GENE BRODIE, our bookish gyms correspondent, on the latest inadvertent slip by a council cabinet member which betrays the next possible target for the council’s ‘award-winning’ house-builders
South Norwood Library: soon to be Brick by Brick flats
Brick by Brick’s insatiable appetite for turning public property into mainly private flats could see the council’s “award-winning” house-builder (Total number of homes completed since 2015: ZERO) next turn its attention to the borough’s libraries.
That’s the conclusion from comments made by a council cabinet member during a scrutiny committee in the Town Hall chamber, after some astute probing on behalf of the people of Croydon by one sharp-witted councillor.
Brick by Brick has already muscled in on one of the borough’s 13 libraries, in South Norwood.
Brick by Brick built a £500,000 block of flats next to the Aldi near Norwood Junction Station, with a small library space squeezed in on the ground floor, while getting the site of the existing library on the junction of Selhurst Road and Lawrence Road on which they will build even more flats. Thus, the current five-floor library building is being replaced by a single floor of library space in the new build which will have flats on four floors above, too.
The rationale offered when this scheme was proposed – to barely a murmur of public opposition – was that the cost of the new building is little more than the repair bills for the crumbling concrete 1970s-built South Norwood Library. In fact, when the land values of the flats above the new building and those likely to be built on the former site are factored in, there’s potential for significant profits for Brick by Brick out of the scheme.

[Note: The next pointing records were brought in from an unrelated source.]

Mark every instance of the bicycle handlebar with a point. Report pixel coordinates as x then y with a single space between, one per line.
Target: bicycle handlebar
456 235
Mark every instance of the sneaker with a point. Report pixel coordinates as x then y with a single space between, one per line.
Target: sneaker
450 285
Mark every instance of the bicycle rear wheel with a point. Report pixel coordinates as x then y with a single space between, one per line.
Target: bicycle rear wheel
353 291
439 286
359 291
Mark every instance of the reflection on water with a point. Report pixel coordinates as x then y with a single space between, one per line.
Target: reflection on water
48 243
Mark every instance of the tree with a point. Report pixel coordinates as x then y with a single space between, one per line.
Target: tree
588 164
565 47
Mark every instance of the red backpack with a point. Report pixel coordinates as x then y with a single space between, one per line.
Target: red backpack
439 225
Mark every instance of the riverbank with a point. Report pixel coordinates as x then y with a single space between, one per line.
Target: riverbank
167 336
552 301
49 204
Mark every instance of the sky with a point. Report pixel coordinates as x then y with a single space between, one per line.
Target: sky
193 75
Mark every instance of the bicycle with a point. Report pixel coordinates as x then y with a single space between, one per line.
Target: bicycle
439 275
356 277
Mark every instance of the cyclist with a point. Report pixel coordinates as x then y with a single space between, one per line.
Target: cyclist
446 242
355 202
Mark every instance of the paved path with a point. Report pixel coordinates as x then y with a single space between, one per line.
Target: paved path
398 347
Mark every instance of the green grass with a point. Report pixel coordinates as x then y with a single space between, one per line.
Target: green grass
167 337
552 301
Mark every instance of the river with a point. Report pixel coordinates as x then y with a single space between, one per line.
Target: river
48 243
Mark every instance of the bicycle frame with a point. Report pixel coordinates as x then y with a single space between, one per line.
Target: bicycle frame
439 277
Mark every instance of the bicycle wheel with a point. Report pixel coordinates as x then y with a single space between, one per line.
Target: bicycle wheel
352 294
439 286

Brick by Brick’s build on Station Road, South Norwood. Somewhere in all those flats, there’s supposed to be a library
How the library space was being reduced in the new library was never raised as an issue, the council claiming “the proposed new building would be purpose-built and provide a flexible space that would have the same number of books as now. However, it would also offer more computers, more work spaces, and also allow for out-of-hours use for additional community activities, including adult learning classes”.
The borough’s library service is reassuringly back in-house, after the disastrous outsourcing efforts by the previous Tory administration, which had handed over the running of our libraries to Carillion, which collapsed in a heap of debt and bad-faith earlier this year.
Yet the prospect of the current Blairite-dominated Labour council “sweating its assets” through the bungling Brick by Brick builders has the potential to do far greater damage to the borough’s libraries than even Croydon’s hapless Tories ever managed.
Last week’s scrutiny committee was supposedly considering the “strategy” for the borough’s library service, with a report by the council’s officials set to be duly rubber-stamped by the cabinet in the new year.
Joy Prince: asking the right questions. Again
Thankfully, one of the committee members, Labour councillor Joy Prince, had read the report, and found the latest barely hidden agenda.
“The paper mentions library buildings,” said the councillor for Waddon ward.
“I’m wondering to what extent you’re working with asset colleagues on how we can maximise the value or the income from the assets which are library buildings.
“Is there scope for, I don’t know, building flats on top of them, while obviously getting money from that to buy books or whatever?”
The ever-eager-to-please Oliver “Caddy” Lewis, the cabinet member for butt plugs, libraries and stuff, took the bait and embarked on a spiel about the council-owned properties with an answer full of business-friendly, Blairite soundbytes.
“We are absolutely looking at how we can get the best value from our libraries portfolio,” Lewis said.
The phrase “best value from our libraries portfolio” is the sort of thing you’d expect from a tawdry suburban estate agent, not the person supposed to be the champion of the borough’s libraries. The attitude should trouble the borough’s Council Tax-payers.
Open all hours: Selsdon Library, staffed by Sainsbury’s
Lewis is also pursuing a trial scheme at Selsdon Library where it would be “open longer but staffed for the same amount of time”.
Lewis thinks that using CCTV and technology could allow library users access to the building, and its much-depleted stock of books, in the evenings, when the council’s librarian staff have left work for the day.
Selsdon Library was built next to Sainsbury’s, and Lewis reckons that the supermarket will help to “police” the out-of-hours library access.
“I think what that will do is deliver a more flexible services so people can go before work or after work and they can use the library more on their terms, which I think is where we want to get to with a modern library service.”
As we’ve all come to expect, Lewis didn’t mention what the borough’s librarians think is “where they want to get to with the service”.